As an adult, I have enjoyed bike rides with each person in my family-of-origin, independent of one another. This is not a goal I realized I had ’til it was accomplished.
I’m from a project-based family. We like to do things, collect experiences, learn, examine, uncover, understand. And we like bikes!
I remember being a little thing and my paternal grandfather’s adult-sized tricycle. The sound of bike tires bumping over a boardwalk’s wooden slats. Family mythology has it that same tricycle once ran over my mother’s foot, by accident.
I recall the thick, this-might-be-chemical-y-dangerous smell of grease and seeing bikes in bits in my back yard, old chains soaking in a pickle tub, waiting to be scrubbed silver.

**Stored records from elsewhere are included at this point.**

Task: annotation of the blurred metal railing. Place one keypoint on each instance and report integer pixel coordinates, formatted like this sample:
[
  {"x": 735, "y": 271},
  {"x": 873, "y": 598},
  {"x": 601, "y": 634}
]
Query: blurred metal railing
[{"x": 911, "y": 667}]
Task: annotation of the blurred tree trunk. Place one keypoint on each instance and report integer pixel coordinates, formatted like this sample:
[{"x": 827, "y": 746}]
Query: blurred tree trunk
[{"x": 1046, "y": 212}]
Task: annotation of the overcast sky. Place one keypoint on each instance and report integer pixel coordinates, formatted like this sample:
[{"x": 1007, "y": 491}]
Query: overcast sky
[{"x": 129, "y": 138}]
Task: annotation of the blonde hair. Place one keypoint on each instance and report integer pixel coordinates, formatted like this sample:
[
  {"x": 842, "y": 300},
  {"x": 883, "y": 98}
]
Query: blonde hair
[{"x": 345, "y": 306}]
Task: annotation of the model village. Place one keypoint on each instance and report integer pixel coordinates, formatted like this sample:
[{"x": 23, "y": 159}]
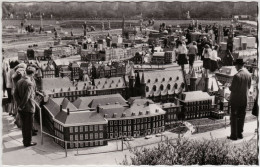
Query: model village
[{"x": 131, "y": 84}]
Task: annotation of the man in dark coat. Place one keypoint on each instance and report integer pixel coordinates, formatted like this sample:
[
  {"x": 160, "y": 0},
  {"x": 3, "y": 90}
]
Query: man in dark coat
[
  {"x": 240, "y": 85},
  {"x": 24, "y": 95}
]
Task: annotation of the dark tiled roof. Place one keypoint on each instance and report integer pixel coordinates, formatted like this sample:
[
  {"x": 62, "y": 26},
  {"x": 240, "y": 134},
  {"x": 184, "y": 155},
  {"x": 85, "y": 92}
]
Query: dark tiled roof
[
  {"x": 135, "y": 111},
  {"x": 227, "y": 71},
  {"x": 196, "y": 96},
  {"x": 110, "y": 83},
  {"x": 80, "y": 118},
  {"x": 93, "y": 101},
  {"x": 53, "y": 83},
  {"x": 165, "y": 81},
  {"x": 53, "y": 105}
]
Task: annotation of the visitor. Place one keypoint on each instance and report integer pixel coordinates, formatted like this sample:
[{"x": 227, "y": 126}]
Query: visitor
[
  {"x": 228, "y": 59},
  {"x": 193, "y": 50},
  {"x": 214, "y": 59},
  {"x": 85, "y": 28},
  {"x": 182, "y": 55},
  {"x": 206, "y": 54},
  {"x": 188, "y": 37},
  {"x": 199, "y": 46},
  {"x": 239, "y": 88},
  {"x": 24, "y": 95}
]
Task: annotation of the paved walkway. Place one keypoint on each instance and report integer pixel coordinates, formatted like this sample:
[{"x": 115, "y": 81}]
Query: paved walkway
[{"x": 51, "y": 154}]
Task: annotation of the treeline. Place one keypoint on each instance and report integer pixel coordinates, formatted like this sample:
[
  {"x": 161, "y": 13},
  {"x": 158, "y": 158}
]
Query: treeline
[{"x": 174, "y": 10}]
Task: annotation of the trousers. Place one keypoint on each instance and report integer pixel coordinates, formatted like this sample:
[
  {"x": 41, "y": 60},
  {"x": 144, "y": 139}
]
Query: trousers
[
  {"x": 237, "y": 119},
  {"x": 27, "y": 126}
]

My Strawberry Shortcake Big Wheel; the red tricycle belonging to a neighborhood kid that we’d zip around on like it was a scooter ’til our backs ached; the pretty, blue Columbia that was stolen from my front porch, gone possibly a long time before I noticed. Barreling down broke-up concrete sidewalks from 8th Avenue to 7th, back around to 8th, no adult accompanying me because, as long I stuck to the sidewalk, no need. Learning that freedom can be bought at Toys-R-Us and sized up when my legs grew too long.
Place to place, and person to person. Child to sibling to parent.
There’s nothing like that early love, or the connections it offers. The relationships it helps sustain.